"Otis Gospodnetic" <[EMAIL PROTECTED]> writes:
> >> May be a little off-topic, but does anybody use or know a patch to
> >> linux that can make it handle files larger then 2GB?
>
> > yes, the latest 2.3 kernels have large file support (LFS) integrated:
> >
> > moon:> ls -l bigfile
> > -rw-rw-r-- 1 mingo mingo 4033439744 Nov 14 01:58 bigfile
> >
> > this is a 4GB file on ext2fs with 2.3.28 on x86. There are still some
> > system calls missing AFAIK (eg. lstat64(), mmap64()), but basically the
> > main limitation (the page cache) has been fixed.

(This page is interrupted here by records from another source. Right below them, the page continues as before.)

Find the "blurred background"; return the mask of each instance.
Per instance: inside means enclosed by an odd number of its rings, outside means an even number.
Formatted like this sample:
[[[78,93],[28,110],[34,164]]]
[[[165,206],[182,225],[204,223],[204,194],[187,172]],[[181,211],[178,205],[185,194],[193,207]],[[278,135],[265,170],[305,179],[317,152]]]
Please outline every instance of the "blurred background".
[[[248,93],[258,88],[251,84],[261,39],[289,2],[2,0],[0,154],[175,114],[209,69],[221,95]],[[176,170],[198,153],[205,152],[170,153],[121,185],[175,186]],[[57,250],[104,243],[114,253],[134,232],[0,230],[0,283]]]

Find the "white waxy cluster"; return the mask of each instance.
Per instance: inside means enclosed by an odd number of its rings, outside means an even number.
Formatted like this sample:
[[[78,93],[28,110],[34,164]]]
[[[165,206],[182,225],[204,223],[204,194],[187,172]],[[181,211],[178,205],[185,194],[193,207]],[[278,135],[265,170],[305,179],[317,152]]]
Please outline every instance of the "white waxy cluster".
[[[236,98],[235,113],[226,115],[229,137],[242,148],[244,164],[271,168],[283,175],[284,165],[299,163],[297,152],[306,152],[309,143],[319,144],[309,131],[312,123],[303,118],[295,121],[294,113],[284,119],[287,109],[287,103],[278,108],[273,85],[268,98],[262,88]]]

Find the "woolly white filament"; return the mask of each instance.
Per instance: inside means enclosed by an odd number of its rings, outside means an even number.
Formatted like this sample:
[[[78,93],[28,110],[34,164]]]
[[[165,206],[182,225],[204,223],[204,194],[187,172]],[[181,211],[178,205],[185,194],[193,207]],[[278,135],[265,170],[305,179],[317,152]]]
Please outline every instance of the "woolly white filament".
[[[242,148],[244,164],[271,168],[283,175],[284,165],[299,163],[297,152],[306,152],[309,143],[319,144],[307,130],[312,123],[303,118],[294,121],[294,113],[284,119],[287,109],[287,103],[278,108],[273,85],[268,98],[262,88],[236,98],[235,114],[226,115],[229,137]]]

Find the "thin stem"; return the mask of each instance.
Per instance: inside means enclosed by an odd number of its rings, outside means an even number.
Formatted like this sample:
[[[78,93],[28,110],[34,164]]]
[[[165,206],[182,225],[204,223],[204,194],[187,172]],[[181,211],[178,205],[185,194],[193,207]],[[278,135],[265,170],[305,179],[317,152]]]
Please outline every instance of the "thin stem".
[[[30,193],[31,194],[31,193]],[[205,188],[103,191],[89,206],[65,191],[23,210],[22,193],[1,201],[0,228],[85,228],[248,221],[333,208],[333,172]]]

The maximum file size
> > limit on ext2fs right now is around 16TB [?].
> >
> > -- mingo
>
> This is good news for me :)
>
> One question though:
> Once the LFS is integrated in the kernel will old precompiled binaries be
> able to handle >2GB files?
no.
> I'm asking because I have a piece of commercial (i.e. non-recompilable)
> software that I run on Linux and I'm wondering if it will be able to handle
> >2GB files 'automatically' when Linux on x86 starts supporting >GB files or
> if I would have to recompile this software in order to give it the ability
> to handle large files?
libc cannot suddenly change calls involving int/long (32 bits) to long
long (64 bits) without of a recompile. and if the software stores
offsets and such in 32 bit ints, how will there be room for a 64 bit
int? it's not completely trivial.
--
J o h a n K u l l s t a m
[[EMAIL PROTECTED]]
Don't Fear the Penguin!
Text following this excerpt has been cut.